There’s nothing I enjoy more than going into the elementary school about a week or so into the school year and seeing the work of our 7-and 9-year old kids and hearing from their teachers what the class is like.

They are eager to learn, they are happy to be there. They share. They are kind. They want to do what’s right and they don’t care what the other kids look like or where they come from.

In the classroom, they’re all equal. They just want to learn about the world.

But as adults, we realize how scary that world is – and how desperately it needs to change. At least this is true for America.

As the most recent horrific event unfolded this week – the assassination on live television of two Virginia-based TV staff – it occurred to me that many Americans are living in entirely different worlds.

Geographically, ideologically, racially, economy, we are divided. Perhaps even more so than ever, because there are just so many of us and we’re filing into categories, marketing profiles of who we are.

For instance, I live in a small city that just graduated from a town, with some racial diversity, but mostly well-to-do. My roads are a mix of heavily traveled commuters to the bigger downtown and back country roads that still wind around cornfields and cemeteries. People are generally friendly, our police do well to protect us, are kind and it’s a big deal if there is a bank robbery.
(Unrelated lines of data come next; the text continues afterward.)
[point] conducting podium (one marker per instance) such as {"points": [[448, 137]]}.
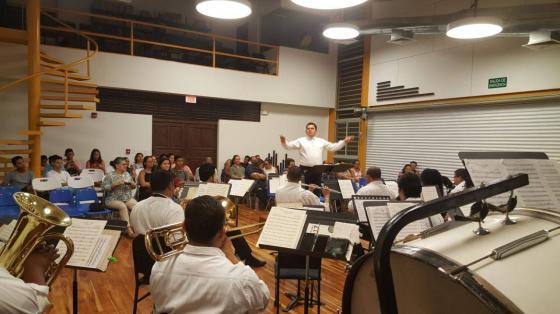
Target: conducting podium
{"points": [[312, 234]]}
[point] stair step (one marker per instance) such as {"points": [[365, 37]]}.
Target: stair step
{"points": [[15, 142], [61, 115], [15, 151], [71, 76], [51, 66], [75, 98], [71, 83], [31, 132], [52, 123], [70, 107], [83, 91], [46, 58]]}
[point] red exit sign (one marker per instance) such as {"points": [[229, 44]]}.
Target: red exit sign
{"points": [[190, 99]]}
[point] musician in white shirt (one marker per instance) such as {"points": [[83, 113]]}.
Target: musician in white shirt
{"points": [[206, 277], [159, 209], [292, 192], [30, 293], [374, 186], [311, 150]]}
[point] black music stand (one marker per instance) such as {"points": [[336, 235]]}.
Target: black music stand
{"points": [[313, 245]]}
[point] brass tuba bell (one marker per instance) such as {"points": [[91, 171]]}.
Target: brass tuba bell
{"points": [[37, 216]]}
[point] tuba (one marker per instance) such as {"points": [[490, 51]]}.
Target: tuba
{"points": [[36, 218], [166, 241]]}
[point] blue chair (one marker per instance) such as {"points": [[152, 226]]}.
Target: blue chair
{"points": [[8, 208], [64, 199], [84, 199]]}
Then, I see that in Missouri, just outside of St. Louis, there’s a place where my experience is not relatable. It’s like opposite day, every day. There are inner cities and rural towns and places in between all over the United States where customs, rituals, emotions and norms are completely and wholly different from each other. Not one is necessarily better than another, just radically not the same.

And we ask that everyone come together to make decisions that apply to the country as a whole. It should not surprise us – yet somehow does – that we cannot agree on a whole heck of a lot. From gun control to abortion to gambling to gay marriage, we’re trying to yell the loudest in order to sound the strongest and most convinced that our way is the best way.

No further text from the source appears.